日本の地形に有利な「浮体式技術」が進む

丸紅は、スコットランド沖の“浮体式”の洋上風力発電事業の運営者に選定された。丸紅は英国とデンマークの企業と共同して事業を運営する。当該案件で最も重要なポイントは、浮体式技術の確立が目指されることだ。わが国には水深の深い海域が多い。そのため、海上に風車を浮かべて発電を行う浮体式の洋上発電技術の確立は、再生可能エネルギーの利用増加に欠かせないといわれている。

問題は、海上に浮かべた土台の上に風車を設置して安定的に発電を行う技術がいまだに確立されていないことだ。そのため着床式に比べると浮体式の洋上風力発電のコストは高い。

今回、丸紅が選ばれた浮体式の洋上風力発電事業は世界最大級といわれ、多くの欧米の大手エネルギー企業などが権利を手に入れようと競合した。その結果として丸紅が事業者として選定されたことは、わが国の洋上風力発電の増加に追い風となるだろう。

遅れていたエネルギー政策転換の切り札に

三菱商事と丸紅などの洋上風力発電事業が、化石燃料依存から脱却し再生可能エネルギー利用を増やすというわが国のエネルギー政策の転換に与える影響は大きい。現在、わが国の電力供給は化石燃料を用いた火力発電に頼っている。資源エネルギー庁が公表する総合エネルギー統計によると2020年度の電源構成(発電量)のうち、石炭が31.0%、天然ガスは39.0%を占める。再生可能エネルギーの利用に関しては、水力が7.8%、太陽光が7.9%、風力は0.9%にとどまる。

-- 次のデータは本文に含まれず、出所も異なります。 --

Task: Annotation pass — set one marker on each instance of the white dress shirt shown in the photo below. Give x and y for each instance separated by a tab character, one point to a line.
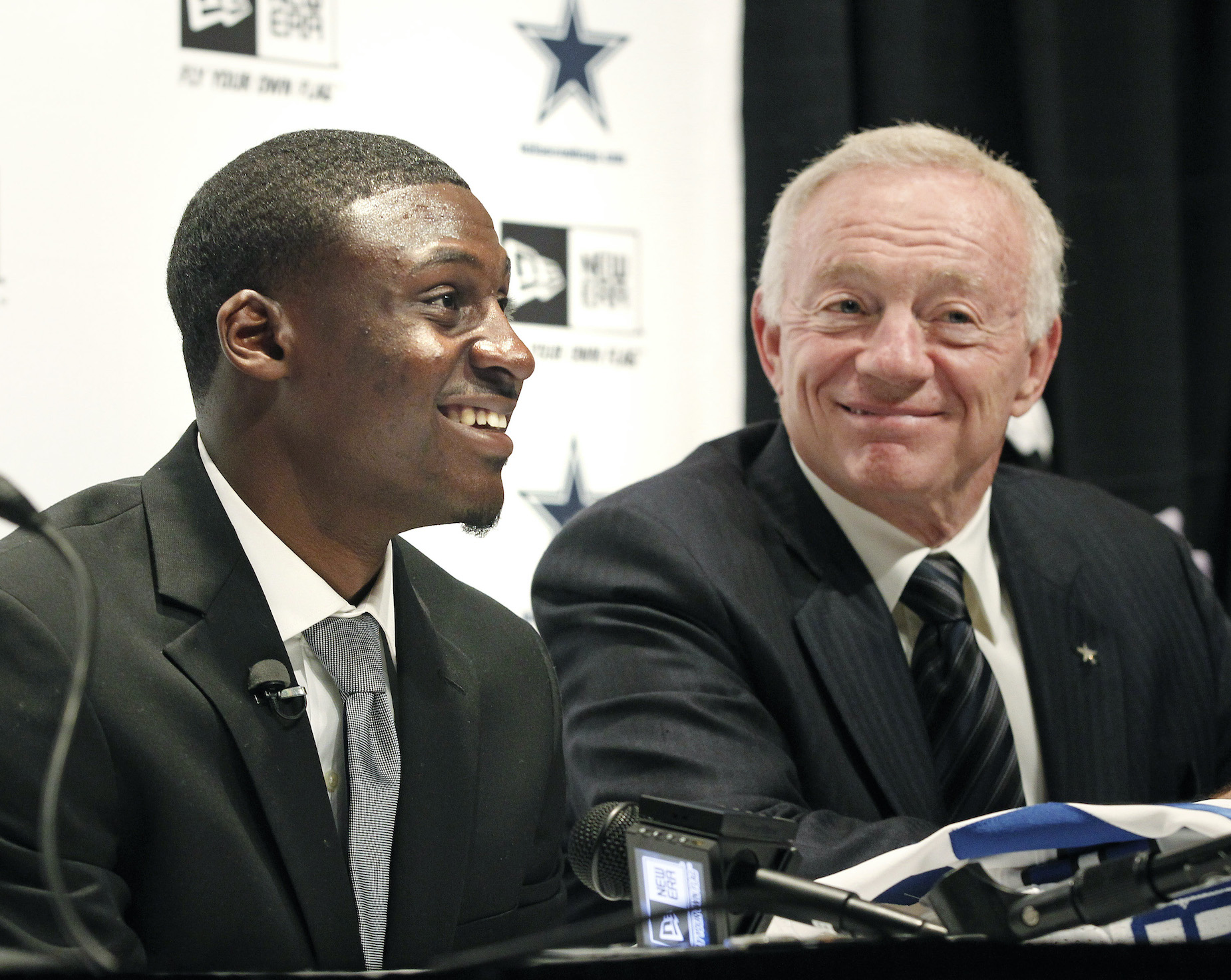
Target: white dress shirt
298	599
892	557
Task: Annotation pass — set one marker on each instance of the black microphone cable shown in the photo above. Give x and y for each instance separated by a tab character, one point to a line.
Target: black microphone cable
20	511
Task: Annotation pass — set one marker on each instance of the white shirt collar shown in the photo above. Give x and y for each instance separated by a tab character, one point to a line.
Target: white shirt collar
298	596
892	556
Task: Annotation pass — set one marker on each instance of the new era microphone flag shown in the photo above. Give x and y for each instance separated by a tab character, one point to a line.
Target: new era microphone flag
1048	844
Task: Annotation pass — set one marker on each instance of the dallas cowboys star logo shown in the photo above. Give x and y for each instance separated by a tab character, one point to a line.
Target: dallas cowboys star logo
558	506
575	55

資源エネルギー庁が公表した「2030年度におけるエネルギー需給の見通し」によると、政府は2030年度の電源構成の36~38%を再生可能エネルギーでカバーすることを目指している。そのうち太陽光が最大16%、風力が5%の電力供給を担うことが目指されている。2030年度に政府は電源構成に占める石炭の割合を19%程度、天然ガスを20%程度に低下させることを目指している。原子力の利用増加が難しいため、中長期的に化石燃料への依存は続く可能性がある。